My first Whatever column was published in August, 2004. The first sentence read, “You have to step out to experience all that there is to know, all that life in Beaufort has and will offer.” Looking back, that first sentence had to have been inspired by angels. Life in Beaufort and writing for this newspaper are two of my most treasured gifts.


            That first essay described waiting on my front porch for movers to arrive from Chicago. As time passed, I tried to have a conversation with my Mom on a cell phone fraught with distortion and competing with the sounds of military jets blistering the silence. On that warm and humid April day, a turkey vulture kept watch from the dead branch of a live oak. Years later, my mom would pass away in the little yellow house. Recalling that scene, I see myself as witness to a metaphor of life and death entwined in their eternal dance.

            At the heart of my first column is a woman poised to begin a new life. She says she is changing, turning brown, slowing down, reaching out, and reaching in. She is falling in love with a new community and rekindling love with her spouse. She is making friends with the lowcountry.

            I remember her. She was beginning a new career based out of a home office. She had a younger, more fit body. She’d shed five-bedrooms for a three-bedroom house. She’d given away household goods, and sold and traded furniture for money and services. She’d lost some part of who and what she was in a trade-off for the unknown in a place that did not know her.

            In two years, I will have lived in Beaufort as long as I have lived anywhere, and my greatest lesson is learning that place and community matter. I cling to the lowcountry like Spanish moss to an oak even as my husband and I stand at the precipice of buying a house in the Blue Ridge Mountains. I own a small plot of land in Port Royal and I imagine building a cottage, a place to maintain my residence, friendships, and lowcountry identity. But who knows? 

            Sixteen years ago, I took a bike ride and met Danny and Esau, two men fishing at the end of Brickyard Point Road. They had a simple message about lowcountry living. I don’t recall what sparked the conversation but they advised, “If you live in a trailer closed up in the summer heat, you’ll burn up like a monkey.” What did that even mean? Why are monkeys living in mobile homes on Lady’s Island? What spurs on a conversation resulting in quirky residential counsel where primates are the subject matter? It’s a Beaufort thing.

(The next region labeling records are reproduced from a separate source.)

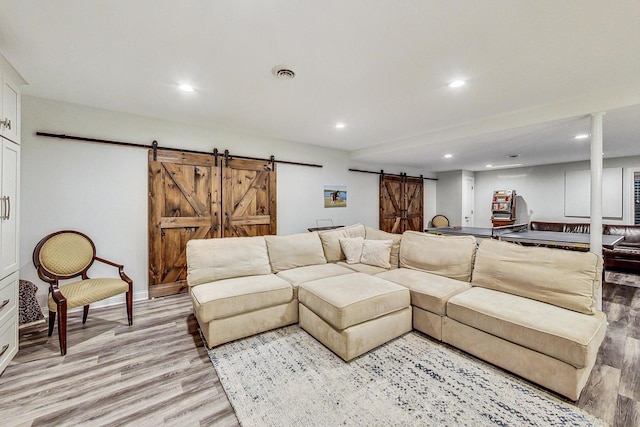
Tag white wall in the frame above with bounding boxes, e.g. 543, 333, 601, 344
20, 96, 435, 305
432, 170, 462, 226
472, 157, 640, 227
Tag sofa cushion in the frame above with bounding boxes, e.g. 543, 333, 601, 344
338, 237, 364, 264
336, 261, 389, 276
319, 224, 364, 262
447, 287, 607, 368
400, 231, 476, 282
189, 274, 293, 323
187, 236, 271, 286
365, 227, 402, 269
298, 273, 410, 331
264, 231, 327, 273
472, 239, 602, 313
277, 263, 353, 298
360, 240, 393, 268
376, 268, 471, 316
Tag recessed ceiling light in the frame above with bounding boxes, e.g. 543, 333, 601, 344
271, 65, 296, 80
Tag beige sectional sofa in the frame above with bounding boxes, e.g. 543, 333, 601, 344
187, 224, 606, 400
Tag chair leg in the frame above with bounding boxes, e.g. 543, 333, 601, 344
49, 310, 56, 336
58, 300, 67, 356
127, 283, 133, 326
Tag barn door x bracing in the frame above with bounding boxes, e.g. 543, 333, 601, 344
149, 150, 276, 298
379, 175, 424, 234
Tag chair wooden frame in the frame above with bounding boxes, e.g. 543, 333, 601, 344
33, 230, 133, 356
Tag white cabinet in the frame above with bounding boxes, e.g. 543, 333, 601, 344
0, 271, 19, 372
0, 138, 20, 277
0, 55, 24, 373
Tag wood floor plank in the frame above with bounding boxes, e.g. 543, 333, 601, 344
577, 364, 620, 425
620, 337, 640, 400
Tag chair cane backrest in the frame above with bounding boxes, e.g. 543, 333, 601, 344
431, 215, 449, 227
34, 230, 96, 278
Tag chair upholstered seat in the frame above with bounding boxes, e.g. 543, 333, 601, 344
47, 278, 129, 311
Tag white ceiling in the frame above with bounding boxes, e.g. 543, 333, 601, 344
0, 0, 640, 171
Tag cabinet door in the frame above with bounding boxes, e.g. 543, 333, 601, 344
0, 73, 20, 143
0, 138, 20, 277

            Sixteen years of lowcountry living. Sixteen years writing for a paper that reflects on the “good life in coastal South Carolina.” Where does time go?

            Time is wrapped in yellowing newspaper and trapped on 8MM film begging to be unraveled on the spools of a movie projector. Time is the elusive passage of light between our rotations toward and away from the sun. Time lies between the rice-thin pages of old and new testaments, the black lines drawn to trace a family tree, and the ink drying on marriage, birth, and death certificates. Time is escaping my grasp.

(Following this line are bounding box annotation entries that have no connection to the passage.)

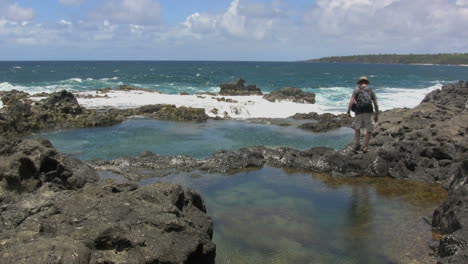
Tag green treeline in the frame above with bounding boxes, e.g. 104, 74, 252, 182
308, 53, 468, 65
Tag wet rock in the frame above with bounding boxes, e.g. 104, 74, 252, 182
0, 91, 208, 136
38, 90, 83, 115
0, 90, 29, 106
153, 105, 208, 122
291, 112, 352, 133
90, 83, 468, 263
219, 79, 263, 95
263, 87, 315, 104
0, 140, 97, 193
422, 81, 468, 108
299, 119, 351, 133
0, 138, 216, 264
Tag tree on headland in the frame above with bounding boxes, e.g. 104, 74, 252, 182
308, 53, 468, 65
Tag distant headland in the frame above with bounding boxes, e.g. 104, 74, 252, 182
307, 53, 468, 66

            Living in the lowcountry, my adopted home, has been and is a source of solace for my aging heart. And I’ve been lucky. My past residences span from Pennsylvania to Louisiana, from Raleigh to Savannah, from the California desert to the Midwest. I’ve worked and made friends all over the world. I am excited about the newness of learning mountain life, but this twentieth anniversary of the Lowcountry Weekly gives me great pause. The privilege of writing, the thrill of a single person saying, “Hey, I read your article,” has grounded me in ways I never imagined. Moving to Beaufort introduced me to real writing. Writing causes me to step out into vulnerability.

            I won’t live closed up but I will wear a mask. I want to prioritize what matters and remember the lessons. I respect and love every community I call home, honoring the beauty of nature and small things. When I kiss my finger and touch the names of my parents carved in granite outside the doors of my church, I acknowledge spirit. I find resolution knowing my repose will be with my husband in a national cemetery plot he afforded us by serving our country. I am a writer because you read me, and I celebrate everything lowcountry with gratitude, especially the people I know and love.

            When I moved to South Carolina, my neighborhood welcome wagon was a community of frogs, skinks, a black snake, and Carolina anoles, little lizards that switch from green to brown, back to green, blowing out red throat fans to woo and warn. My mother called the creatures little monsters. I call them friends. I’ll step out and make new friends in the mountains. It’s what I enjoy. But for now, I’ll contemplate Whatever and bask in the celebration of the Lowcountry.